Needing significant improvement to his throwing mechanics, Newman has a low release point, causing some throws to remain too low or become batted down. He is able to remain accurate when in rhythm at the top of his drop, but his footwork will often become sluggish in the pocket, forcing him to throw flat-footed. Newman often misfired due to poor mechanics caused by a poor job of aligning his feet and squaring up his shoulders. Lastly, when the pressure begins to mount up and the pocket collapses, his mechanics will become even worse.

Anticipation (7/10)

A prototypical see-the-read-develop quarterback, Newman needs to improve on throwing with timing. He drops his eyes in the pocket and also struggles to navigate opposing defensive players in an effort to lead his receivers open. He also locks his eyes onto his first read often, creating unforced errors due to poor anticipation.

Leadership (8.5/10)

Newman was lauded by Georgia head coach Kirby Smart and his teammates, allowing him to walk in and win over the Bulldogs’ locker room. During his three years at Wake Forest, he was also admired for his ability to remain vocal both on and off the field. A graduate transfer, Newman remains as mature and humble as they come, according to his high school head coach, Anthony Timmons. He will add value to any NFL locker room as a leader.
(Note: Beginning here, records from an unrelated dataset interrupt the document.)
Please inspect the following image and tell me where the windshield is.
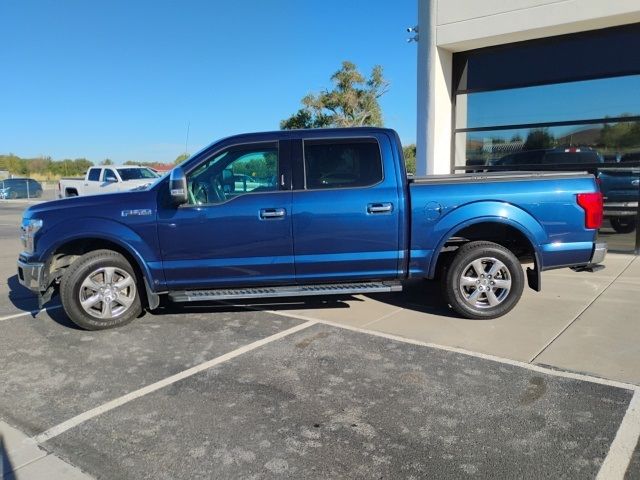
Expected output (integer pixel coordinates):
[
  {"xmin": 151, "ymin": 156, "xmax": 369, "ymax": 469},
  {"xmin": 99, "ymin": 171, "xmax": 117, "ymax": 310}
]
[{"xmin": 118, "ymin": 168, "xmax": 159, "ymax": 181}]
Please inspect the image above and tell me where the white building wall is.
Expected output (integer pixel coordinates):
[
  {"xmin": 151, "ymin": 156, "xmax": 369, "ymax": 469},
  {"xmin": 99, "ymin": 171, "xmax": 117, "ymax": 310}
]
[{"xmin": 416, "ymin": 0, "xmax": 640, "ymax": 174}]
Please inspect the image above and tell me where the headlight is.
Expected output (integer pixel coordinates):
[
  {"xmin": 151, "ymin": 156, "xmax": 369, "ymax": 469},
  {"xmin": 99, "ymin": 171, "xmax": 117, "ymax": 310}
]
[{"xmin": 20, "ymin": 218, "xmax": 42, "ymax": 253}]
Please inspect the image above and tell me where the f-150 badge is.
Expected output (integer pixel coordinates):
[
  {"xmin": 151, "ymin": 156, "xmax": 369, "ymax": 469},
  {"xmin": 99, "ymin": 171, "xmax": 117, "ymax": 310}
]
[{"xmin": 120, "ymin": 208, "xmax": 152, "ymax": 217}]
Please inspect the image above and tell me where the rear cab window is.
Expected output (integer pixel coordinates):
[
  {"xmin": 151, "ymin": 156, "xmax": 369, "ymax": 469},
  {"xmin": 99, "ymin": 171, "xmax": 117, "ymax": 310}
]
[
  {"xmin": 303, "ymin": 138, "xmax": 384, "ymax": 190},
  {"xmin": 87, "ymin": 168, "xmax": 100, "ymax": 182},
  {"xmin": 102, "ymin": 168, "xmax": 118, "ymax": 182}
]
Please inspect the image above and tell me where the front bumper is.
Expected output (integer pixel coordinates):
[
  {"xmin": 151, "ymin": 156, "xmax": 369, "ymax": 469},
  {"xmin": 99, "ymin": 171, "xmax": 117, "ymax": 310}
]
[{"xmin": 18, "ymin": 260, "xmax": 44, "ymax": 293}]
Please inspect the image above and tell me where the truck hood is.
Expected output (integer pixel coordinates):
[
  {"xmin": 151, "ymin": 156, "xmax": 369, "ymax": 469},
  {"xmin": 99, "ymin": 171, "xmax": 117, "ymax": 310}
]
[{"xmin": 23, "ymin": 190, "xmax": 156, "ymax": 220}]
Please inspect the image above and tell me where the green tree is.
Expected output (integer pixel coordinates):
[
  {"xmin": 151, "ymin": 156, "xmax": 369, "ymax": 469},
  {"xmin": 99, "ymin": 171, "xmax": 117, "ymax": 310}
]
[
  {"xmin": 280, "ymin": 61, "xmax": 389, "ymax": 130},
  {"xmin": 173, "ymin": 153, "xmax": 189, "ymax": 165},
  {"xmin": 402, "ymin": 143, "xmax": 416, "ymax": 175}
]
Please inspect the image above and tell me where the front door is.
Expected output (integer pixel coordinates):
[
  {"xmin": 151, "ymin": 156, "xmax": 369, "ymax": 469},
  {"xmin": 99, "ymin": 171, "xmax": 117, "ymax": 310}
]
[{"xmin": 158, "ymin": 142, "xmax": 295, "ymax": 290}]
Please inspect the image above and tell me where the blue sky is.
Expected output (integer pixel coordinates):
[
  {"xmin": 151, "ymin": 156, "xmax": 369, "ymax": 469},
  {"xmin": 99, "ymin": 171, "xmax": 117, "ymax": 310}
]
[{"xmin": 0, "ymin": 0, "xmax": 417, "ymax": 162}]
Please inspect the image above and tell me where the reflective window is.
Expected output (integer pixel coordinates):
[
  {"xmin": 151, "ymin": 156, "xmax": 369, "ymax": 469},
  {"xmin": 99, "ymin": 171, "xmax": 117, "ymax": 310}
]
[
  {"xmin": 456, "ymin": 121, "xmax": 640, "ymax": 167},
  {"xmin": 187, "ymin": 144, "xmax": 278, "ymax": 205},
  {"xmin": 456, "ymin": 75, "xmax": 640, "ymax": 129},
  {"xmin": 304, "ymin": 139, "xmax": 383, "ymax": 190}
]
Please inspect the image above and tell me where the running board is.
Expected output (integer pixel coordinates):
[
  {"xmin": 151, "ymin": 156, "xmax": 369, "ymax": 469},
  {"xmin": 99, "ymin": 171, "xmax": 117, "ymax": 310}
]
[{"xmin": 169, "ymin": 282, "xmax": 402, "ymax": 302}]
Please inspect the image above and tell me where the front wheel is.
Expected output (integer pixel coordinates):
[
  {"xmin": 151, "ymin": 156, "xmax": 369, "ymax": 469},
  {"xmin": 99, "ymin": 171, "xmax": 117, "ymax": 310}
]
[
  {"xmin": 60, "ymin": 250, "xmax": 142, "ymax": 330},
  {"xmin": 609, "ymin": 217, "xmax": 636, "ymax": 233},
  {"xmin": 443, "ymin": 242, "xmax": 524, "ymax": 319}
]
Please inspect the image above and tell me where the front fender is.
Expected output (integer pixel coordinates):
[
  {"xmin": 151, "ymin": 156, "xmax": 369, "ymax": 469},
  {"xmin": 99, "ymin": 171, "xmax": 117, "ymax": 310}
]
[
  {"xmin": 37, "ymin": 218, "xmax": 163, "ymax": 288},
  {"xmin": 428, "ymin": 201, "xmax": 547, "ymax": 278}
]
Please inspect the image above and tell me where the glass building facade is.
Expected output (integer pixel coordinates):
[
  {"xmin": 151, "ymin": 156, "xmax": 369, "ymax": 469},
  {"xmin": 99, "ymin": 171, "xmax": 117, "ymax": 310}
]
[{"xmin": 453, "ymin": 25, "xmax": 640, "ymax": 252}]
Competitive Toughness (4/5)

Newman is as tough as they come. He can stand in the pocket and take big hits to deliver the football on time. He can also tuck the ball down and run while lowering his shoulder to plow through opposing defenders. An asset for any NFL team early on, Newman is not afraid to use his large frame and size to push the pile and get into the end zone.

Injury (3/5)

Missing half of the Bulldogs’ summer access period, Newman recovered from a mid-foot sprain that held him out multiple weeks. Furthermore, he also suffered a shoulder injury at Wake Forest against the Louisville Cardinals that ultimately knocked him out of the game and forced him to miss time once again.

Player Summary

Once thought of as a potential Heisman Trophy candidate before he arrived at the University of Georgia, Newman ultimately chose to opt out of the 2020 season due to Covid-19 concerns. Appearing in just 19 games total throughout four years, he remains a tremendous athlete and a potential dual-threat quarterback at the NFL level. Newman has the arm strength to make throws all over the field while maintaining the ability to keep the chains moving with his legs.

Remaining raw in many departments, he needs to improve on getting through his progressions quicker and with increased anticipation, helping him clean up many indecisive throws. Look for teams to create ways for him to utilize his talent and athleticism while developing behind another quarterback. While he could creep into the back half of Day 2 thanks to a large need for quarterbacks, a Day 3 selection remains the most likely.